Both ABS and MBS have prepayment risks, though these are especially pronounced for MBS. Prepayment risk is the risk of borrowers paying more than their required monthly payments, thereby reducing the interest of the loan. Prepayment risk can be determined by many factors, such as the current and issued mortgage rate difference, housing turnover and path of mortgage rate. If the current mortgage rate is lower than the rate when the mortgage was issued or housing turnover is high, it will lead to higher prepayment risk. The path of the mortgage rate might be difficult to understand, so we will explain with an example. A mortgage pool begins with a mortgage rate of 9%, then drops to 4%, rises to 10% and finally falls to 5%. Most homeowners would refinance their mortgages the first time the rates dropped, if they are aware of the information and are capable of doing so. Therefore, when the mortgage rate falls again, refinancing and prepayment would be much lower compared to the first time. Prepayment risk is an important concept to consider in ABS and MBS. Therefore, to deal with prepayment risk, they have tranching structures, which help by distributing prepayment risk among tranches. Investors can choose which tranche to invest based on their own preferences and risk tolerance.

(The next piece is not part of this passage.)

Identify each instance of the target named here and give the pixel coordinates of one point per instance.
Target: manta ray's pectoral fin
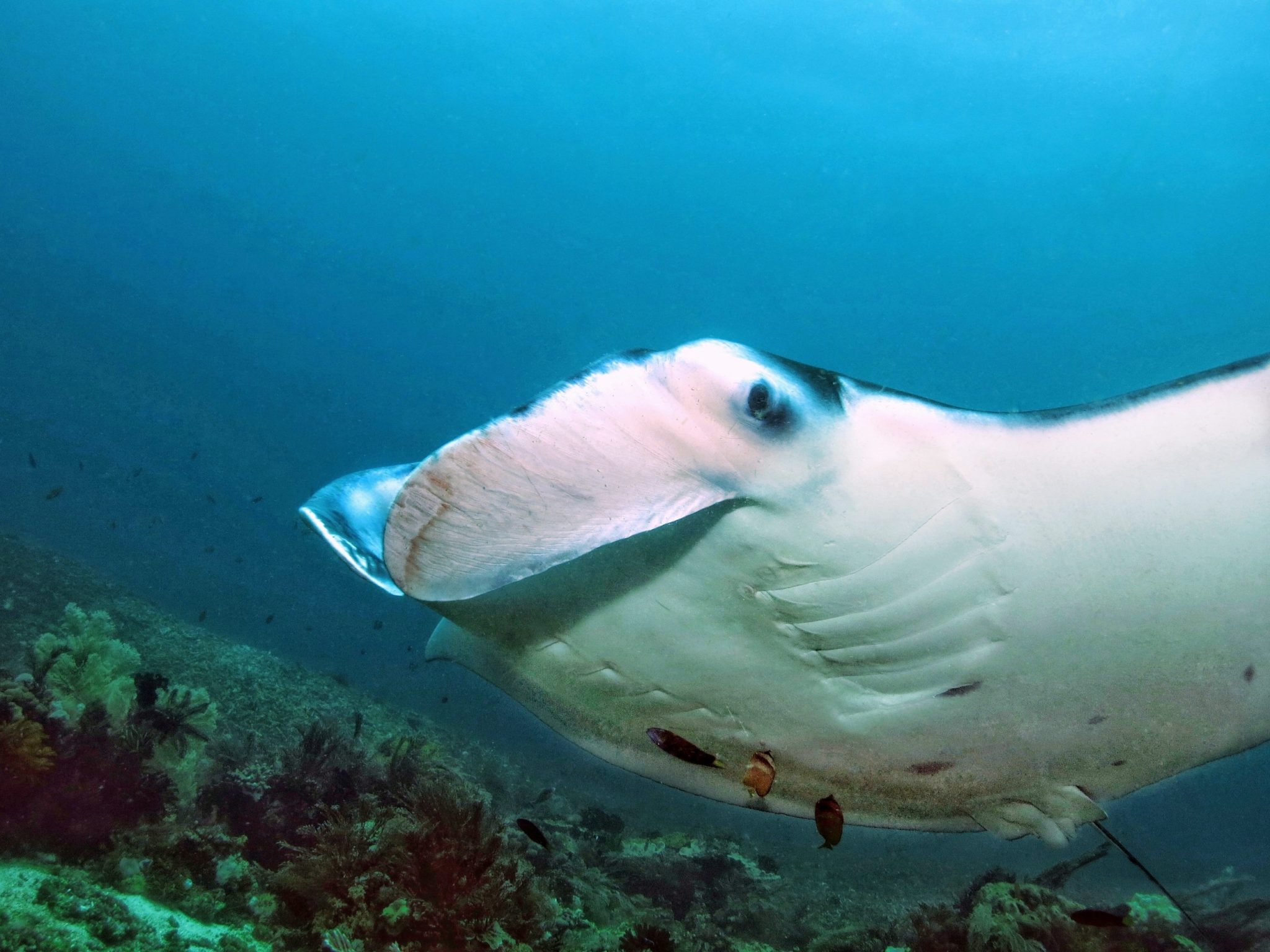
(1050, 814)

One additional type of risk involved in ABS is credit risk. ABS have a senior-subordinate structure to deal with credit risk called credit tranching. The subordinate or junior tranches will absorb all of the losses, up to their value before senior tranches begin to experience losses. Subordinate tranches typically have higher yields than senior tranches, due to the higher risk incurred. Investors can choose which one they want to invest in according to their risk tolerance and their outlook on the market.

Examples of ABS
There are many types of ABS, each with different characteristics and cash flows, thus making the valuation different as well. Below are some of the most common ABS types:


Home Equity ABS
Home equity loans are very similar to mortgages, which makes home equity ABS similar to MBS. The major difference between home equity loans and mortgages is that the borrowers of a home equity loan usually doesn't have good credit ratings, hence they are not able to get mortgages. Therefore, investors and analysts need to take a look into the borrowers' credit when analyzing home equity loan-backed ABS.


Auto Loan ABS
Auto loans are a type of amortizing asset. Therefore, the cash flows of auto loan ABS include monthly interest, principal payment and prepayment. Prepayment risk for auto loan ABS is much lower when compared to home equity loan ABS or MBS. Prepayment only happens when the borrower has extra funds to pay the loan off. Refinancing rarely happen when the interest rate drops. That is because cars depreciate faster than the loan balance, resulting in the collateral value of the car being less than the outstanding balance. Also, the balances of these loans are normally small and borrowers won't be able to save much from refinancing based on a lower interest rate, so there is little incentive to refinance.


Credit Card Receivable ABS
Credit card receivable ABS are a type of non-amortizing asset ABS. They don't have scheduled payment amounts and the composition of the pool can be changed and new loans can be added.


The cash flows of credit card receivable ABS includes interest, principal payments and annual fees. There is usually a lock-up period for credit card receivable ABS during which no principal will be paid. If the principal is paid within the lock-up period, new loans will be added to the ABS with the principal payment that makes the pool of credit card receivables unchanged. After the lock-up period, the principal payment would be passed on to ABS investors.

Valuation
It is important to measure the spread and pricing of bond securities and know which type of spread should be used for different types of ABS and MBS for investors. If the security doesn't have embedded options that are typically exercised, such as call, put or certain prepayment options, the zero-volatility spread (Z-spread) can be used to measure them. The Z-spread is the constant spread that makes the price of a security equal to the present value of its cash flow when added to each Treasury spot rate. For example, we can use the Z-spread to measure credit card ABS and auto loan ABS. Credit card ABS don't have any options, hence the Z-spread is appropriate. Although auto loan ABS do have prepayment options, they're not typically exercised, as discussed above, thus it is possible to use the Z-spread to measure them.


If the security has embedded options, then we need to use the option adjusted spread (OAS). The OAS is the spread adjusted for the embedded options. There are two ways to derive the OAS. One way is from the binomial model which can be used if cash flows depend on current interest rates but not on the path that led to the current interest rate. For example, callable and putable bonds are not interest rate path dependent therefore we can use the OAS derived from the binomial model. The other way to derive the OAS is through the Monte Carlo model which is more complicated and needs to be used when the cash flow of the security is interest rate path dependent. MBS and Home Equity ABS are types of interest rate path-dependent securities, thus we need to derive OAS from the Monte Carlo model to value them.

The Bottom Line
Asset-backed and mortgage-backed securities are complicated in terms of their structures, characteristics and valuations. Investors who want to invest in these securities can buy into indexes, such as the U.S. ABS index. If you want to invest in ABS or MBS directly, makes sure you do a good deal of research, be confident of what you are doing and make sure your investment matches your risk tolerance.